Companies in the Asia-Pacific region are looking to increase their headcount and using higher pay as a staff retention strategy, according to a new study from human resources agency Hudson.
The report, released today, was based on a survey of 2,500 employment executives from key business sectors in China, Hong Kong, Singapore and Japan.
Gina McLellan, Hudson's Hong Kong country manager, said in the report: "Expectations are at a high level in most markets and still rising in most."
According to the study, permanent employment expectations for the fourth quarter have risen in all the markets surveyed compared to the previous quarter, except Singapore where expectations have remained steady.
Of the four countries, Japan had the highest hiring expectations which increased from 60 percent in the third quarter to 65 percent this quarter.
Expectations in China have also risen, from 60 percent between July and September this year, to 64 percent in the fourth quarter. Hong Kong saw the same upward trend, where 54 percent plan to hire more staff this quarter, an increase from 49 percent from the previous quarter.
Singapore is the only market where hiring expectations have remained constant, where 54 percent of respondents indicated plans to increase headcount.
"The abundance of opportunities for talented candidates means that average employee tenure is low and many employers are having to make counter offers to retain the staff they need," McLellan noted.
Low average employee tenure is an issue in most of the markets surveyed, the Hudson report said. Across China, Hong Kong and Singapore, more than one-third of all employees leave within two years.
In Japan, however, employees are likely to stay with their companies longer than those in the other markets surveyed. Companies in the IT and telecommunications sector--which is undergoing a period of volatility with mergers leading to high staff turnover--reported the lowest tenure rates, with 58 percent leaving within two years. This is more than double the average for all sectors.
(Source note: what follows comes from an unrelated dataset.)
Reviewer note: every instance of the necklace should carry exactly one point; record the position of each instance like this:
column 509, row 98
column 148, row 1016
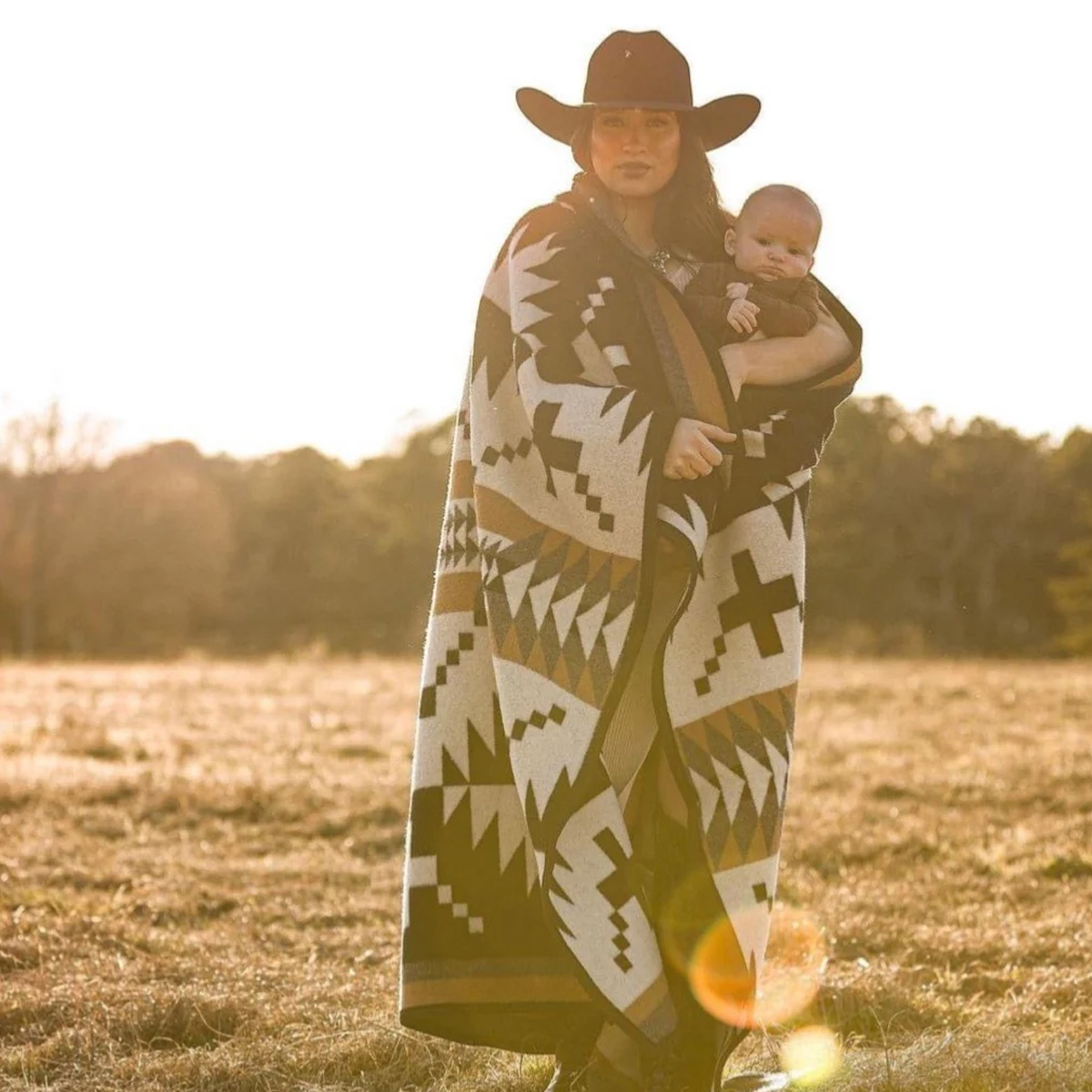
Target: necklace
column 659, row 261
The Hudson report also noted that on the whole, the most important incentives to retaining staff are higher salaries, promotions and changes in roles. In Singapore, for instance, 81 percent of respondents surveyed indicated that they upped salaries to retain staff, more than in any other market surveyed.
Some 93 percent of respondents from the manufacturing sector, as well as 90 percent of respondents in the IT and telecommunications sector in the island-state, indicated that higher salaries are particularly important in persuading employees not to leave.